We have too much retail space in the United States: 8.5 billion square feet of dedicated space, or upwards of 25 square feet of retail space per person. That’s an astonishingly high number, especially in comparison to other countries. The average square footage per person in Europe is 4.5, or about five times less than in the U.S.
How did we get here? On October 8, 1956, in front of 40,000 visitors, America’s first indoor mall, Southdale Center, opened in Edina, Minnesota. Southgate Architect Victor Gruen, considered an innovator in retail, first began to ideate the prototype of the future shopping “center.” He envisioned spaces where libraries, civic uses, and even postal services could be brought together inside within the new future mall. What a concept! When Southdale opened, it was largely modeled after European communal gathering spaces. It was, in Gruen’s words, “a new outlet for that primary human instinct to mingle with other humans.”

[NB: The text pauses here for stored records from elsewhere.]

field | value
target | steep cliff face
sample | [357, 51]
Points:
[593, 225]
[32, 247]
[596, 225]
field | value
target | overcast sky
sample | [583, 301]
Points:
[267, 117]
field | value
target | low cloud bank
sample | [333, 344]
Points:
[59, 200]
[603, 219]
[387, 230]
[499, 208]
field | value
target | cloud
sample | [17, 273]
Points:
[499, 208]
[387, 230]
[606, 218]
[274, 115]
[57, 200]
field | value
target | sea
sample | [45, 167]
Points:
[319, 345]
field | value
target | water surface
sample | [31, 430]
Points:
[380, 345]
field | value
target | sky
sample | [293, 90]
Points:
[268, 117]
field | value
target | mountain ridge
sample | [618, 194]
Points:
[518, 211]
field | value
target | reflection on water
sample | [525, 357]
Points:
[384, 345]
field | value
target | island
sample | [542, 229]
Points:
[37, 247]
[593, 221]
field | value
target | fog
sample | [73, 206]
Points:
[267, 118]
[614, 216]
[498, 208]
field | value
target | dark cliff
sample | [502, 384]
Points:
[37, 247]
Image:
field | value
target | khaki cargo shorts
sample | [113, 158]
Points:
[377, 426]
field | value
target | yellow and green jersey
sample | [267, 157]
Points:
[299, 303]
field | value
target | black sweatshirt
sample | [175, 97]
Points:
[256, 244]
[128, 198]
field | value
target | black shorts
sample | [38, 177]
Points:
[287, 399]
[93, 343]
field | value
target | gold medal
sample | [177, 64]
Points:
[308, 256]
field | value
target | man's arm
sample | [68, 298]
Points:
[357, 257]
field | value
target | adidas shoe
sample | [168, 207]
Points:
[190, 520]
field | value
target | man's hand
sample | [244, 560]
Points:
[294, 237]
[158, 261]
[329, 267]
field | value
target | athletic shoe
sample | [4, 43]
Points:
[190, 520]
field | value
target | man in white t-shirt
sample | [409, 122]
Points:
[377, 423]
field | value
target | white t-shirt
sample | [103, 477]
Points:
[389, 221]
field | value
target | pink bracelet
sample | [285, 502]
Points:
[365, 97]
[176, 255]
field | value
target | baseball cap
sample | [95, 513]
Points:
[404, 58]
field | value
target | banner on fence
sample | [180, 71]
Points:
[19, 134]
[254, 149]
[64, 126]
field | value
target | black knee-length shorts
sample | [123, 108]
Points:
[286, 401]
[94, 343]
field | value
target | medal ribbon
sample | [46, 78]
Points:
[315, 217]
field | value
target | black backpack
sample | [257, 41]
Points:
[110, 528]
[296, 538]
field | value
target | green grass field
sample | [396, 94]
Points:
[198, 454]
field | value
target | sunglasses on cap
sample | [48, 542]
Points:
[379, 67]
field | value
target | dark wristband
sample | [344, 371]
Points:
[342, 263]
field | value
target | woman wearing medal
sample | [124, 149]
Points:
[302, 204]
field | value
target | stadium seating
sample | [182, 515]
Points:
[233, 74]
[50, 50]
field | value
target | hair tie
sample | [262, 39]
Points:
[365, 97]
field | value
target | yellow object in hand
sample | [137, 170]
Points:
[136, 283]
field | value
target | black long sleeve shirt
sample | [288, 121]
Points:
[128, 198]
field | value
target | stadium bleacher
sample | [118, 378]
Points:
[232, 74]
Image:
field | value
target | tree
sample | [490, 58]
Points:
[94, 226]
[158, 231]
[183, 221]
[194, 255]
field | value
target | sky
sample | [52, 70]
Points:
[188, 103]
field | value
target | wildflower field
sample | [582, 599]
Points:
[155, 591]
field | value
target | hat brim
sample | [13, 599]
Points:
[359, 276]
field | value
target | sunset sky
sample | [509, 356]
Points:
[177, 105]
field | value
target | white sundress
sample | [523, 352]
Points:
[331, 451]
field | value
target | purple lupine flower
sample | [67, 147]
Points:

A novel concept. While Mr. Gruen was well-intentioned, we’ve strayed far from the course. In the decades following Southdale’s opening, we’ve opened millions of feet of strip malls, regional malls, lifestyle malls, town centers, and several other fancy-named versions of the same thing: product-driven buildings. As more of America suburbanized, more retail opened. Within real estate, the typology became synonymous with “highest and best use—the more stores, the better.